Disney Guest Services
Self Initiated project
The following was my design process developing the Disney Guest Services chatbot design proposal. There’s so much opportunity for Disney chatbots to give the same excellent service and magic that guests experience with real humans!
Research
I needed to understand what the best role of the chatbot should be: considering it’s Disney, and considering its guest support in a variety of areas: Parks & Resorts, Shop Disney, Star Wars, Games and apps and anything in between.

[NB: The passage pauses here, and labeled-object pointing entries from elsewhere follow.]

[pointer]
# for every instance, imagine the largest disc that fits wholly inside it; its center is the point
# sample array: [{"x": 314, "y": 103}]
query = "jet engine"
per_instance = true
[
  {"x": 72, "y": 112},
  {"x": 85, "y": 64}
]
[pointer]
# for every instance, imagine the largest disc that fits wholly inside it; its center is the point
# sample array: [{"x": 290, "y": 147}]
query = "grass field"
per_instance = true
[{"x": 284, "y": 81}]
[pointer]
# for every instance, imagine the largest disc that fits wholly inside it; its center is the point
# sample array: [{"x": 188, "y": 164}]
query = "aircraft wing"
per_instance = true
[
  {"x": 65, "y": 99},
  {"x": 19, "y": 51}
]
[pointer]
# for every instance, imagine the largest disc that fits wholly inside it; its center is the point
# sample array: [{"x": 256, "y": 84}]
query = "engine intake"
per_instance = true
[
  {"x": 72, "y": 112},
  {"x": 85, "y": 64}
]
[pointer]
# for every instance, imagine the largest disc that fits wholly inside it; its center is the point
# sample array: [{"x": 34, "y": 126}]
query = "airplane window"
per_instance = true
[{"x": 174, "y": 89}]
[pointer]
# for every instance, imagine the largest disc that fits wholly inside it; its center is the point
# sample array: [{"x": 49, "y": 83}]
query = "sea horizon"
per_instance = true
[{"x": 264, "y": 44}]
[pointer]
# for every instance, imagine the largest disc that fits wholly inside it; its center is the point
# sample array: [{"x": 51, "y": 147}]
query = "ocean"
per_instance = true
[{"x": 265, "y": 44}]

I developed a user persona, understanding the audience’s state of mind, goals, pains, preferences…etc
I researched chatbot design best practices, common mistakes
Examples of great chatbot designs from other companies were inspiring, such as Hello Fresh or Slack
Understanding that there are B2B companies that have chatbot technology to speed up production, such as Instabot, was important to know.
Goals & Deliverables
Project is designed to provide insights and guidance for the chatbot design
I want to collaborate with team members to ensure buy-in, and also improve the design
UX goals:
Must remain obvious to user that chatbot is not a real human
Must actually save user time to get answers they need
Must improve overall perception of Disney service
Must have the Disney magic touch
Deliverables: documentation showing research sources and key findings, user flows of ‘golden path’ to getting answers from chatbot as well as anticipated worst-case scenarios, all in an interactive prototype.
Personas:
Chatbot Personality
I first concepted generic bot designs, inspired with android bots and various research. Then later decided to go with the friendly Baymax—he is an actual Disney character who embodied the goals of what the chatbot needed to do. The opportunity to customize the character according to the product could be interesting. For example, on the Star Wars help site, could C3PO be your helpbot?
Team Brainstorm
I worked with the development team, but quite a bit with the team’s Product Specialist. We discussed what her experience is with common questions, anecdotal feedback from guests, and BI data on support email/live chat volume. We then worked through expectations, what team already knows, and blue sky ideas.
User Flows
I considered the ‘golden path’ of a user interacting with the chatbot. I also mocked up scenarios that were less ideal, and perhaps the most disastrous possibilities and how we would deal with them. Primary output: Mobile layout based on BI data of most common device. Secondary design considerations: desktop layout. Examples of user flow scenarios:
Easy resolve answers: user either picked from FAQ topics that chatbot suggested, or typed meaningful key words
User’s custom message not recognized
User is not getting the answer they wanted; escalate to real human
Collect quick ‘was this helpful’? feedback
User entered profanity
Prototype and Executive Presentation
Prototyping the idea helps to validate concepts on the flow before costly development has to start. I provided the team with an interactive prototype to show how the helpbot would initiate itself, and how the user would be expected to interact with it. This was then prepared to be presented to executive leadership (along with other documentation) to get the project approved!
Prototype
Please note: this was only a quick and fast preview of what chat might look like to launch and exit. Much of the conversation around the bot interactions themselves didn’t need to be prototyped yet with where we were at in the project.